A549 and HCC827 cells were cultured in RPMI1640 supplemented with 10% fetal bovine serum, 100μ/L penicillin and 100μg/L streptomycin, in a 37o 5%CO2 cell incubator, and the cell morphology was observed.

MTT (3-(4,5-Dimethylthiazol-2-yl)-2,5-Diphenyltetrazolium Bromide) method to detect cell proliferation

0.5g MTT was dissolved in 100ml PBS, filtered through a 0.22um filter, and stored at -20°C. Under an inverted microscope, when both types of cells were in the logarithmic growth phase, the culture medium was removed and serum-free medium was added for starvation for 12 hours. After cell cycle synchronization, cells were digested with trypsin and collected. After cell counting, 1x10^4 cells were added to each well. Six secondary wells were set up for each group of cells, and 50μL MTT was added at 12h, 48h, 72h and 96h. After 4 hours, the culture medium was removed and 300μL DMSO was added to dissolve the formazan. After 15 minutes, After 15 minutes, the absorbance was measured at a wavelength of 490nm (OD490). The same experiment was repeated three times.
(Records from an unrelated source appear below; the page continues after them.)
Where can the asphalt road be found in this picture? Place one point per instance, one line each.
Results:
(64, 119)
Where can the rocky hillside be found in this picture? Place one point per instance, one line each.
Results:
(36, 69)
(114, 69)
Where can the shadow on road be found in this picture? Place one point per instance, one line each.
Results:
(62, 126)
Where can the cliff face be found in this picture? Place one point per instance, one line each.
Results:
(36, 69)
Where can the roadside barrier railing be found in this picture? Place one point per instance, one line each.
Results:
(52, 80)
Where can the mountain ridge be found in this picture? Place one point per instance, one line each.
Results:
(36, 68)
Transwell cell invasion assay in vitro

1) The cell culture flask was taken out of the CO2 incubator and observed under an inverted microscope. When the cells were in the logarithmic growth phase, the culture medium in the flask was replaced with serum-free medium. After starving the cells for 12 hours, the cells were digested with trypsin, and after digestion, the cells were centrifuged and the culture medium was discarded (washed once with PBS), and then resuspended in culture medium containing 5% FBS. The cell density was adjusted to 5x10^5 cells/ml. 2) After the matrix gel was thawed on ice, double the volume of serum-free culture medium was added, and then mixed with a 200ul pipette tip. 50ul of the mixture was added into each Transwell pore. After 30 minutes at 37°C, the matrix gel was polymerized into a gel and set aside. 3) 200ul of cell suspension was added to the small chamber, and 600ul of 20% FBS culture medium was added to the lower chamber of the 24-well plate. The plate was then incubated in a cell culture incubator at 37°C and 5% CO2 for 48 hours. 4) After incubation, the Transwell chamber was removed, the culture medium in the pore was discarded, and the chamber was washed twice with calcium-free PBS. The unmigrated cells on the upper layer were gently wiped off with a cotton swab, and the chamber was inverted to air dry. The Transwell chamber was placed into a clean 24-well plate, and 600 μl of 0.1% crystal violet solution diluted with methanol was added to each well to submerge the membrane in crystal violet. After 30 minutes at room temperature, the chamber was removed and washed three times with PBS. Under a 200x microscope, six random fields of view were selected to observe the cells, photos were taken, and the cells were counted. The average was calculated, and each group had three replicate wells. The mean and standard deviation were calculated. The same experiment was repeated three times.

Statistical analysis

Experimental data are expressed as mean ± standard deviation (x±s), analyzed using SPSS17.0 statistical software, the a value for hypothesis testing is 0.05, P<0.05 indicates statistically significant differences. The comparison of MTT OD values, the number of migrated cells, and the number of invaded cells between the two different cell types was analyzed using one-way ANOVA.

Results

Clinical features of NSCLC patients with brain metastases and EGFR gene mutation in primary lung tumor

Out of 253 NSCLC patients, 31 had brain metastases, with a metastasis rate of 12.3% (31/253). Among the 31 NSCLC patients with brain metastases, only 8 had EGFR gene mutations in primary lung tumor, with a mutation rate of 25.81% (8/31). While in the 222 NSCLC patients without brain metastases, 99 had EGFR gene mutations, with a mutation rate of 44.59% (99/222). There was a significant difference between the two groups (P<0.05), as shown in Table 1, with more EGFR mutations in primary lung tumor of NSCLC patients without brain metastases.